Place the tin of condensed milk on its side in a large saucepan. Cover with water so it is submerged by at least 5cm. Bring to a simmer, then leave to simmer for 3 hours, topping up the water regularly so the tin remains completely submerged. Carefully remove the tin from the water. Allow to cool before opening. Spoon into a bowl and whisk until smooth. You'll only need half the resulting dulce de leche in the pudding; the rest will keep in an airtight container for up to 5 days.
Grease a 1.5 litre (6 cup) steamed pudding basin and line the base with baking paper. Beat the butter and sugar together in a bowl. Beat in the vanilla and eggs, one at a time, until fluffy and well combined. Sift the flour and cocoa powder together and mix in the chocolate melts. Fold into the egg mixture with the milk until combined. In a separate bowl, mix the dulce de leche and peanut butter together.

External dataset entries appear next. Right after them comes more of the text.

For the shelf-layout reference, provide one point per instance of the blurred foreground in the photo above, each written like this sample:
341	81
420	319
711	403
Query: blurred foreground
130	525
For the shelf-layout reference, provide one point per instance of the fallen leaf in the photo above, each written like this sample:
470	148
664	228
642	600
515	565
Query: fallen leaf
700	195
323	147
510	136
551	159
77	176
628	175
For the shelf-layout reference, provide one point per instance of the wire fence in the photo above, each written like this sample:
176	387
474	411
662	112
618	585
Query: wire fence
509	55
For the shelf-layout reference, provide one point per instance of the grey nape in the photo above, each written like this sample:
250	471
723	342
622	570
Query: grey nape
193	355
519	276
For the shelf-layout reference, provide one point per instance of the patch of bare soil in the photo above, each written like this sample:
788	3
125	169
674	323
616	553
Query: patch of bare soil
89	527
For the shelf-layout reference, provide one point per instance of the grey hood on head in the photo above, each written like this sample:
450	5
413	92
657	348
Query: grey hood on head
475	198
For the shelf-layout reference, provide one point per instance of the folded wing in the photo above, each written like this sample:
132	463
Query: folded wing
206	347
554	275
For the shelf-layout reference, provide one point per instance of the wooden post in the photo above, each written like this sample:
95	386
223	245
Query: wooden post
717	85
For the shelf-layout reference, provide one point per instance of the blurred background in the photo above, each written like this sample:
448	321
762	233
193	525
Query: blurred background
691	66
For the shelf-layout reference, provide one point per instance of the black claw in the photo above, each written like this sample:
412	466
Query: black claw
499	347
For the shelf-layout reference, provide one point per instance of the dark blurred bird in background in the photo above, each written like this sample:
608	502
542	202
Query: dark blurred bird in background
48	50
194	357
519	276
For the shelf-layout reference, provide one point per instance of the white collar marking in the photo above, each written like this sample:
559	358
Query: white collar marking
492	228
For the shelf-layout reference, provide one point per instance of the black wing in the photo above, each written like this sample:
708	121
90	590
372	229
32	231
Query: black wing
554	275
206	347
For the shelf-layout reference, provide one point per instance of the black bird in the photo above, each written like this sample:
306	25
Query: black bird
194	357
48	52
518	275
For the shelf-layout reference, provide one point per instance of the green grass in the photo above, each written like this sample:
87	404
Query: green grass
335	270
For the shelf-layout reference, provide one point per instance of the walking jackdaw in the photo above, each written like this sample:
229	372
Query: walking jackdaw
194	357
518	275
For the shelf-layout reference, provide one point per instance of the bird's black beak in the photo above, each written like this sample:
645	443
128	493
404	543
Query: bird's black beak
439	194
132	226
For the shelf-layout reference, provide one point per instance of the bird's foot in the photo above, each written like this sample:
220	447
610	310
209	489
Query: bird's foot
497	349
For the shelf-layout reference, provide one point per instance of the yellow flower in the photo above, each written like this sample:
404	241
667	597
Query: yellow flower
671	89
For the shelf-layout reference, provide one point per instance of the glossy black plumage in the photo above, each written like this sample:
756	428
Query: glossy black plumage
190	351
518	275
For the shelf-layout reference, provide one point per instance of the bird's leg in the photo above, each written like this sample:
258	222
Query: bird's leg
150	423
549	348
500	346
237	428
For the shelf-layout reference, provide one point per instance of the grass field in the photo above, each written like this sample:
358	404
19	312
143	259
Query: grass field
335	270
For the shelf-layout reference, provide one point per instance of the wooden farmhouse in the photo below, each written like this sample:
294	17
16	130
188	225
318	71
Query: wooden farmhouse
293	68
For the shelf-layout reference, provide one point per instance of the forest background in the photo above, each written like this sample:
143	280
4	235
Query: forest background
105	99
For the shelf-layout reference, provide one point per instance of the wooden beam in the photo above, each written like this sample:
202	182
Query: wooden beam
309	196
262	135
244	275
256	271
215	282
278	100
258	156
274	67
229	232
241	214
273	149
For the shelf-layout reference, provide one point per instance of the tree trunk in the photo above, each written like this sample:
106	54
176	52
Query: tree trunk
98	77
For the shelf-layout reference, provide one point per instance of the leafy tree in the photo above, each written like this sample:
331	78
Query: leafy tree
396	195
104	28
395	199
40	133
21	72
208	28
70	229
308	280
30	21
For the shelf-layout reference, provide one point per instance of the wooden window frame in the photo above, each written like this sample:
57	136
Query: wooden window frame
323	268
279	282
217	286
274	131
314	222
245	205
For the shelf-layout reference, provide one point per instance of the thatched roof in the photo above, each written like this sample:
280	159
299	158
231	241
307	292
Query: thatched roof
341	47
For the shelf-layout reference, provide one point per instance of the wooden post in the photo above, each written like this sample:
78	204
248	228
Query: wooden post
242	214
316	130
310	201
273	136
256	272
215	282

Spoon half the chocolate mixture into the pudding basin. Spoon in the dulce de leche mixture, then cover with the remaining chocolate mixture. Grease a sheet of baking paper and use it to cover the top of the pudding basin. Top with two layers of foil, then secure with string.
Fill a large saucepan one-third full of water and bring to the boil. Reduce the heat to a simmer. Place the pudding basin in the saucepan and cover with a lid. Gently simmer for 1 hour 20 minutes, or until a skewer inserted into the top of the pudding, through the foil, comes out almost clean, but a little fudgy.
Carefully remove the pudding from the water, then remove the string, foil and paper. Invert the pudding on to a plate. Slice into wedges and serve with thick cream.